How to tell frames get blocked from the log?

17.9496s, <b>7.1795 fps</b>
#Buf: 1, byts: 138995, tim: 33333333

See how it’s only running at 7 FPS, where-as with the infinitely sized queue (where max-buf-size, max-buf-bytes, and max-buf-time were all 0), it was something like 2700?

This is because with that pipeline we’re only buffering max of 1 frame (which is even a little surprising, as you can see the frame size of that frame is 138KB, given the very small max size we provided, I expected it to not even accept the 1 frame), so we can’t push more frames into the pipeline.

If you look in:

gboolean idle_function(gpointer user_data)

At:

for (int i = 0; i < 4 ; ++i)
{
	if (!buffers[i].used) buf = &buffers[i];
}

if (!buf)
{
	return G_SOURCE_CONTINUE;
}

If the pipeline doesn’t mark these buffers as available (used = false), then we don’t go any further in this function. So we only wind up with 7 FPS.

On the opposite side, when it’s running at 2700FPS, how do we stop it from pushing 2700 buffers per second to the pipeline? That’s handled in:

void commitBuffer(Buffer *buf)
int64_t frameTimeIndex = gst_util_uint64_scale(baseTimeDiff, fps, GST_SECOND);
....
if (frameTimeIndex <= lastFrameTimeIndex)
     return;

So basically if a buffer is attempted to be committed in the same 1/30 of a second (30FPS) time index, we don’t go any further. So only 30FPS max will be pushed to the pipeline.

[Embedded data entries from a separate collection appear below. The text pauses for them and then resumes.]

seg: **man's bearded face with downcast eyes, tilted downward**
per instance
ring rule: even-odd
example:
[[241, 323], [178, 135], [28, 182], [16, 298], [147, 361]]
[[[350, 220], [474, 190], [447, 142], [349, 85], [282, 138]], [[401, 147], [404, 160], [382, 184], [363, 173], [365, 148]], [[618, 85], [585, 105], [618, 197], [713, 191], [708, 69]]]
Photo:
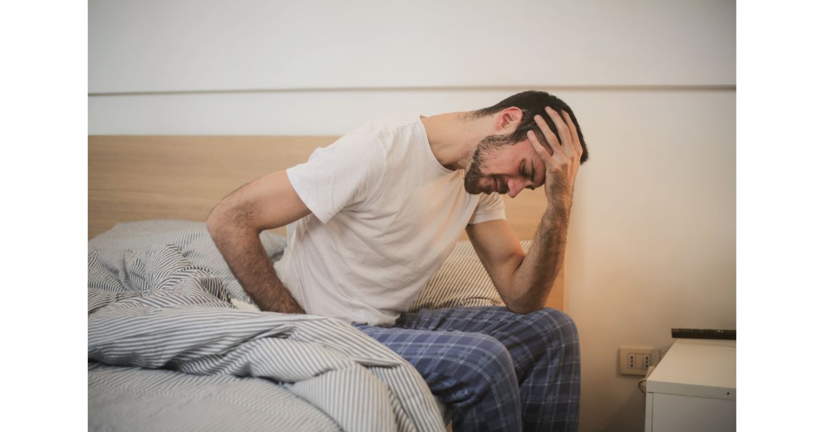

Hope that explains better what you’re seeing in the output and how that relates to what it’s doing as well as how you can tell it’s blocking.

Thanks

Hi greg2,
It runs fine with below setting:
1 Run ‘sudo nvpmodel -m 0’
2 Modify the code(as attached):
2.1 appsrc with fixed frame rate
2.2 Remove adding random data
2.3 Pre-load the frames generated via
$ gst-launch-1.0 videotestsrc num-buffers=30 pattern=1 ! video/x-raw,width=4096,height=2160 ! filesink location=/home/nvidia/a.yuv

Looks like the system is busier in the case and requires mode 0
main.cpp (7.26 KB)

Most of those steps aren’t necessary, I don’t think. No need to change the way the frames are generated - the issue shows up whether you’re using random noise or a test pattern; whether using gst-launch or the test app. If you read back in the thread (1st page) using model 0 works around the issue. We have some issues with model 0 though affecting other stuff negatively.

I feel like model 0 shouldn’t be the solution here, especially since this works fine over WIFI and through a USB->Ethernet dongle, this rings more of a system problem, or some buffer or packet size somewhere. I feel like model 0 is just masking the real issue, not actually fixing it. Never-the-less it looks like at the present we’ll need to try and make use of model 0 instead of 3.

Thanks

Hi greg2,
nvp model 0 is a working model we support. If you see issue in running it, please start a new post and give steps to reproduce the issue.

We have verified 4kp30 35Mbps RTMP via Ethernet working fine in model 0.

Yes, we definitely have an issue to correct on our side to fix running on model 0.

That being said, given that this same exact setup at the same bitrate and everything runs fine with model 3 on WIFI & USB ethernet the need for model 0 is suspicious at best, unless there’s some internal dependency of on-board ethernet on model 0. Though for now we’ll have to try and work around the issue using model 0, an ethernet dongle, or some other workaround.